The longer inflation persists, the more aggressive the Fed has to be with rate hikes to get inflation under control, which could continue to create market volatility. Although the majority of the Dow’s 30 stocks finished in the red today, one in particular really dragged the Dow down after a poor earnings release this morning.
Slowing COVID-19 vaccine usage
The retail pharmacy giant Walgreens (NASDAQ: WBA) reported adjusted earnings per share of $0.92 on revenue of $32.6 billion for the company’s third fiscal quarter of 2022 ending May 31.
Both numbers beat analyst estimates, but the company took a hit after reporting decreasing demand for COVID-19 vaccines and heavier investments in the business, which sent shares down close to 7.3%. For the year, Walgreens is down more than 28%.
In the quarter, Walgreens administered roughly 4.7 million COVID-19 vaccinations, which is down significantly from the 17 million it did in the same quarter of 2021. This isn’t a huge surprise, considering most people took their booster shot in late 2021 or in the beginning of this year. On the company’s earnings call, management said the trend could continue to be a headwind next year as well.
Walgreens also maintained its full-year guidance, expecting to grow adjusted earnings per share (EPS) for the full fiscal year 2022 in the low single-digit percentage range.
For the core business, the company slightly raised EPS growth projections from a midpoint of 7% growth to a midpoint of 8% growth. However, investments in Walgreens’ healthcare business forced the company to lower adjusted EPS growth projections in that segment from -5% to -6%.
Buy Walgreens after a tough start in 2022?
Walgreens is one of those stocks that has pricing power, in part due to its strong brand, but also because the products it sells are necessities that still need to be purchased in a recession. Management also noted that the company has been able to offset wage inflation.

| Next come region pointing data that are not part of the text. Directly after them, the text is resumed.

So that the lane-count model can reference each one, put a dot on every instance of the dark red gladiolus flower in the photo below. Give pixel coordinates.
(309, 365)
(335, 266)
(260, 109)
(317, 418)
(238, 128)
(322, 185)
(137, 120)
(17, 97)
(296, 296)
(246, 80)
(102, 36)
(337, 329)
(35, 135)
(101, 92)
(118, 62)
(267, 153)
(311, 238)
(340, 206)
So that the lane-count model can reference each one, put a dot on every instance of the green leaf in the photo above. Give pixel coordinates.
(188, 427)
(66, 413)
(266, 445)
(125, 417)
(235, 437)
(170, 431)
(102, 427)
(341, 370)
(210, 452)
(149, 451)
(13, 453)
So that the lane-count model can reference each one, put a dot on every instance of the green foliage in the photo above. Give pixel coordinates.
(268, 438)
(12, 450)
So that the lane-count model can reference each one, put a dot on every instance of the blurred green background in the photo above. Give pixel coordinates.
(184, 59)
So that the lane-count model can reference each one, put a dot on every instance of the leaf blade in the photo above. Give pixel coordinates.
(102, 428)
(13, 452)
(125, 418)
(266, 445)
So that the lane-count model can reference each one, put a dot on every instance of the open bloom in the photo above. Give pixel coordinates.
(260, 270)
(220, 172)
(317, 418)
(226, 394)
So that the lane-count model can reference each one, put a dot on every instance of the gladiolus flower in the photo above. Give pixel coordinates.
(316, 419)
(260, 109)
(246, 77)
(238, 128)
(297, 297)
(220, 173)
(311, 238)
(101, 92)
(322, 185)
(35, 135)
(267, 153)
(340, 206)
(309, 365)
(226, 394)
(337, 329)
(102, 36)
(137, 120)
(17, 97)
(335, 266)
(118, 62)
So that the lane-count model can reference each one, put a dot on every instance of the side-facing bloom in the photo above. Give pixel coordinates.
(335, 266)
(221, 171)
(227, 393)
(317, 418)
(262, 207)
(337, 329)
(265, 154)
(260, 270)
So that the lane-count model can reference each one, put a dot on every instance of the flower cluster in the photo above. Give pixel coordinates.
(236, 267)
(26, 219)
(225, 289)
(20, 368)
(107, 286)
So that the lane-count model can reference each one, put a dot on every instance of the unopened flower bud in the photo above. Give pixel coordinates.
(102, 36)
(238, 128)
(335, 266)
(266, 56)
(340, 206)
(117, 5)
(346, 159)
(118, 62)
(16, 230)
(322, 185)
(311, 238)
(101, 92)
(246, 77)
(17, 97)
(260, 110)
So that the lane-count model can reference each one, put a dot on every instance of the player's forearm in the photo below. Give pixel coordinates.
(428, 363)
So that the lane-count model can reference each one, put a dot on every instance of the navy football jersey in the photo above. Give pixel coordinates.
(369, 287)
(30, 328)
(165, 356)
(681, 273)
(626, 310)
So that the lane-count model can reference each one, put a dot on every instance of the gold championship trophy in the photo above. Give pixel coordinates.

The decrease of COVID-19 vaccines could be a headwind, but that slowdown was inevitable. Walgreens has a lot to execute on, including the successful build-out of its relatively new digital healthcare business, Walgreens Health.
But the stock is a good defensive consumer play. It trades at under 7.5 times forward earnings, and has an extremely attractive 5% dividend yield, so it could be an attractive stock to buy right now.